Freedom of expression will liberate Uganda

Countries that have progressed have had citizens that fought for their inalienable (natural or God given) rights and freedoms including freedom of speech. They have also taken risks. When you shy away from them chances are that you will remain behind. Some efforts create quick results – negative or positive – others take a long time. Sometime reversals occur. But a start has to be made.

Uganda has just ended fifty years of independence. The overall assessment is that things haven’t happened the way we wanted them. That means we have to revisit what we did and find out what we need to discard, refine or retain as is.

One of the common complaints in Uganda is the system of governance that has concentrated power in the central government and suffocates efforts for regions or districts to decide what they need to do to improve the quality of their lives. The tier system that Uganda has introduced through decentralization is not sufficient because the central government determines what states/provinces or districts should do and the minister of local government is empowered to take decisions that could frustrate local initiatives.

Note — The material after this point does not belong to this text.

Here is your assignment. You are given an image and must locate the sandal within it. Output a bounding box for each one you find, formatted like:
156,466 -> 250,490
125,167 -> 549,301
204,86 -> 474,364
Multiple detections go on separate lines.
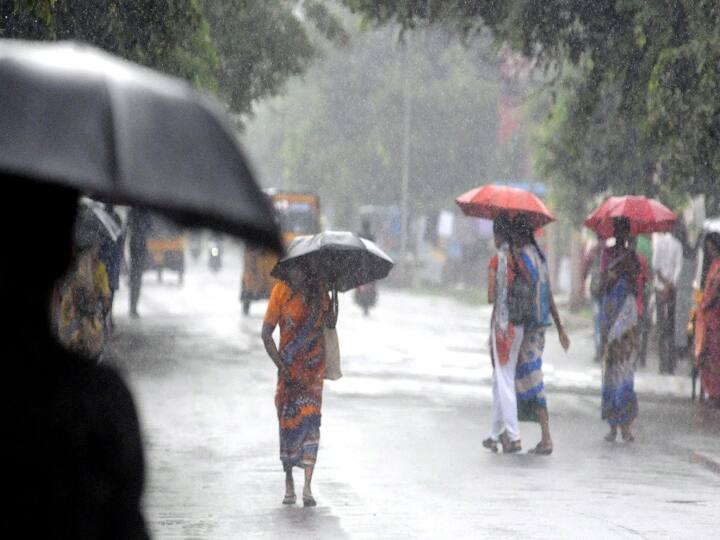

The federal conference scheduled for October 27, 2012 in London offers an opportunity to examine the federal system of governance as an alternative to a unitary system. It is hoped that participation will represent the interests of all stakeholders. The first thing to discuss is the merits and demerits of federal versus unitary governance in Uganda. The Odoki Commission (1992) collected information about a system of governance and 65 percent of Ugandans are reported to have favored a federal system. But that was in 1992 – 20 years ago! We need to revisit the notion of federalism and the London conference should have that as the first item on the agenda and I see some speakers will address this topic.

I have presented my thoughts on the notion of federalism and the roadmap in two articles titled “What do we know about federal governments?” and “Roadmap to achieving a federal government in Uganda” which have been widely circulated well in advance of the conference including to MPs that represent the people of Uganda. The articles are available at and

Questions have been raised about the capacity in which I have been invited to the conference. I have been invited in a personal capacity and what I have written and will say at the conference are personal views.

Ugandans are urged to make their views known so there are no complaints that there were no consultations before the London conference. In the end an all inclusive Task force will need to be appointed to examine in detail what a federal system entails principally in terms of sharing power between the federal and state/provincial or district governments. And it entails a lot of work and patience.